Irene terlihat cemas berdiri di depan pintu rumah seseorang. Rumah yang membuat dia sempat terkagum saat baru saja turun dari taxi tadi.
Berbeda dengan dirinya yang harus terkungkung di apartemen. Irene selalu ingin rumah jadi tempatnya menghabiskan waktu bersama orang-orang yang dia cintai.
Dia ingin anaknya tumbuh dalam lingkungan rumah. Bukan ruang besar yang berisi sekat demi sekat. Dia ingin rumah, sayang Seulgi masih betah ada di apartemen.

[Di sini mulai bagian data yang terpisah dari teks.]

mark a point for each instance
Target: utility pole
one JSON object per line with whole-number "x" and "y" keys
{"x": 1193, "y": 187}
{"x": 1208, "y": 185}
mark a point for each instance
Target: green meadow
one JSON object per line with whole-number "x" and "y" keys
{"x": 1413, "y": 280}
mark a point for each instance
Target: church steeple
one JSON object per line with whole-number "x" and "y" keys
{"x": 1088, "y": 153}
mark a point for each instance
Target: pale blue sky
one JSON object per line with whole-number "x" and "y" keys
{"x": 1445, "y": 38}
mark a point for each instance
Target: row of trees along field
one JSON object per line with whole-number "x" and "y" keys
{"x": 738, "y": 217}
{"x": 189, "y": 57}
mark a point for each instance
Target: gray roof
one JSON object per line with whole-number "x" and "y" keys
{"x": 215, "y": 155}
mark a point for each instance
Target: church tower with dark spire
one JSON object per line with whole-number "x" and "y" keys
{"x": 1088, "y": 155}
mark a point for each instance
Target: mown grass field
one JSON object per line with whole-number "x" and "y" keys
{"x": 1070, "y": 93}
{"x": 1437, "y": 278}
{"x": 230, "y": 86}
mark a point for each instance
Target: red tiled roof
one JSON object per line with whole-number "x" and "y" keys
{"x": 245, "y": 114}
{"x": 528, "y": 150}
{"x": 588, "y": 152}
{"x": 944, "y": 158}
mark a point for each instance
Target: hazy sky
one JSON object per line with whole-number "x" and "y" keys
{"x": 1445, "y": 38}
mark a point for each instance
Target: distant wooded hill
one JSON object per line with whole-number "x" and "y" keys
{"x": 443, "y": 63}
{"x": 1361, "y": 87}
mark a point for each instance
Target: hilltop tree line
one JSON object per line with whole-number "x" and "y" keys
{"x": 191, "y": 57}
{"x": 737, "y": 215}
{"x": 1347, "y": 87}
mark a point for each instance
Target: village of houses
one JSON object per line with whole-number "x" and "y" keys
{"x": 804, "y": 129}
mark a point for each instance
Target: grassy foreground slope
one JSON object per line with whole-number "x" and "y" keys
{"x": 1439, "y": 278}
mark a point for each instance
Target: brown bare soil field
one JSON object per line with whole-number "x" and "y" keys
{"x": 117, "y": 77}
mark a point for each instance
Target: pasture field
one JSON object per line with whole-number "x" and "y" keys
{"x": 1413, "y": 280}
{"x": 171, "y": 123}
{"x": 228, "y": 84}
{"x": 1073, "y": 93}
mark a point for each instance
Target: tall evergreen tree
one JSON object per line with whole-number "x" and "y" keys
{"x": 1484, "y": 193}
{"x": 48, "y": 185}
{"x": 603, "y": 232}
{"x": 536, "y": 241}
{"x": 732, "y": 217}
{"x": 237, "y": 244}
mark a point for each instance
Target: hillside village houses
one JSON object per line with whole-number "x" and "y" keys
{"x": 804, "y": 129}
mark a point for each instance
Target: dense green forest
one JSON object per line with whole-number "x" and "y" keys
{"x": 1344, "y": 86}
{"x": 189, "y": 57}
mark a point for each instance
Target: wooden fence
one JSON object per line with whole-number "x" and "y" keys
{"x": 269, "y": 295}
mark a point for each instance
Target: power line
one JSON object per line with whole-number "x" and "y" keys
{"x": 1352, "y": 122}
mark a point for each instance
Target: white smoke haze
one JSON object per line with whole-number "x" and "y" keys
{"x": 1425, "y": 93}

Dulu bersama cinta sebelumnya, mereka selalu membicarakan tentang rumah. Mereka ingin seperti Jisoo dan Ruby. Tidak apa kecil, tapi nyaman untuk di tinggali.
Cinta sebelumnya?
Apa saat ini dia sudah mencintai Seulgi?
Jujur, wanita berwajah dewi itu belum bisa memastikannya. Dia menyanyangi Seulgi, menghormatinya sebagai pasangan hidup. Tapi rasanya berbeda.
Dia biasa saja kalau Seulgi harus keluar kota berhari-hari. Tidak pernah sekalipun dia menghitung kapan Seulgi akan pulang. Dia tidak sepeduli itu untuk tau Seulgi sudah makan atau belum.
Tiap malam dia memasak, ya untuk dia hidangkan sebagai salah satu kewajibannya sebagai istri. Seulgi mau makan sukur, kalau tidak ya dia tinggal buang bila makanan itu basi.
Tidak ada hasrat dalam dirinya ingin tau, apa makanan kesukaan Seulgi. Apalagi berniat memasakinya. Dia hanya masak yang dia ingin makan, atau yang mudah dia kerjakan.
Apalagi sekarang perutnya makin membesar. Bulan depan mungkin dia sudah melahirkan anaknya. Anaknya, bukan anak mereka.
Selama ini Irene tidak masalah kalau hanya sendiri mengunjungi dokter untuk mengecek kondisi kandungannya. Dia selalu beralasan tidak ingin mengganggu kerjaan Seulgi.
Kemarin, saat dia mengunjungi kantor Seulgi. Jujur baru 3 kali Irene kesana. Kemarin pun terpaksa irene datang karena dia habis bertemu dengan ibunya dan ibunya meminta memberikan makanan untuk makan siang Seulgi.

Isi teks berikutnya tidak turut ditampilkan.